I thought my pm answered this?


----------



## vaser (Jan 15, 2004)

Harris said:


> I thought my pm answered this?


kinda but which sensors need to be changed and how do i wire in the resistor pack for the injectors and what does it look like so i can be sure to get the right thing thanks


----------



## Asleep (Jan 19, 2003)

i CAN say this for you - starting a thread with that kind of wording in it, isnt going to get you any brownie points with members that ARE in the know.


----------



## vaser (Jan 15, 2004)

Asleep_94_Altima said:


> i CAN say this for you - starting a thread with that kind of wording in it, isnt going to get you any brownie points with members that ARE in the know.

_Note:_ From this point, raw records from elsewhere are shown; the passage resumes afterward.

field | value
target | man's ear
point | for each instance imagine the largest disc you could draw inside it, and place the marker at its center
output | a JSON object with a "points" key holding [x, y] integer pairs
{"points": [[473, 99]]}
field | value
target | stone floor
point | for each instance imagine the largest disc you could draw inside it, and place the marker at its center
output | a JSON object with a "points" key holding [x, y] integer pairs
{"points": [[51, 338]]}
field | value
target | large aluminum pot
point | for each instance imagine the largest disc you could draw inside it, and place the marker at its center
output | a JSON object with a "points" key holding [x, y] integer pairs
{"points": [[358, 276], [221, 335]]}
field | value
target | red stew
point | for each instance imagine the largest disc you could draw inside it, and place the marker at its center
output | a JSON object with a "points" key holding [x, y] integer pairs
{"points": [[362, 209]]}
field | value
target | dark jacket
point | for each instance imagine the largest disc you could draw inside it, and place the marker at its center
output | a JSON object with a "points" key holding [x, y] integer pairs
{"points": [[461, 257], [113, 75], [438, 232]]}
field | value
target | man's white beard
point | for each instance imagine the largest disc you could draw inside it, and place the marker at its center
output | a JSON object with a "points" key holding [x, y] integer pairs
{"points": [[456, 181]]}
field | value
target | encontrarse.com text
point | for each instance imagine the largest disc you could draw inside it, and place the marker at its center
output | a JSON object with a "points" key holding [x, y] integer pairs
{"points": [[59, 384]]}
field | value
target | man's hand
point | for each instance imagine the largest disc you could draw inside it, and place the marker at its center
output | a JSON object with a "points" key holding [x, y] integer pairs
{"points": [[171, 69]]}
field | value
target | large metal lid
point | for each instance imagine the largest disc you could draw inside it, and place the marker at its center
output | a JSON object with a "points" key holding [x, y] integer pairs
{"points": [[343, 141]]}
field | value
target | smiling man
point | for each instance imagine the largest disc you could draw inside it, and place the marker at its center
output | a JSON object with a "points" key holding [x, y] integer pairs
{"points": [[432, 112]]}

well if your not on here to help me out then why did you even bother leaving a message.one more if you can read, its a question. because ive asked and searched for the last 2 and a half months and harris here seems to be the only 1 whos willing to say anything that would even point me in the right direction thanks for posting! :cheers:


----------



## Chuck (Nov 19, 2003)

i believe your going to get banned soon.... to wire the motor into your car, remove the stock harness, and install the GTi-R harness the same way you removed the factory one.. and make sure you label (front O2 Male , Front O2Female) or (Dist female, Dist Male)... if not, it will make for a MASSIVE amount of confusion.... then the ecu should bolt in directly in place of hte stock sr20 one.. 

questions answered?

please be nice on the boards.. otherwise you will end up banned..


----------



## chimmike (Oct 17, 2002)

if we don't know how to do anything, and if you haven't found any answers in 2 months of searching, does it occur to you to LOOK SOMEWHERE ELSE?

Perhaps before telling us we don't know anything, maybe you should think about how it sounds??????


this thread is closed. Maybe you'll learn your lesson.


----------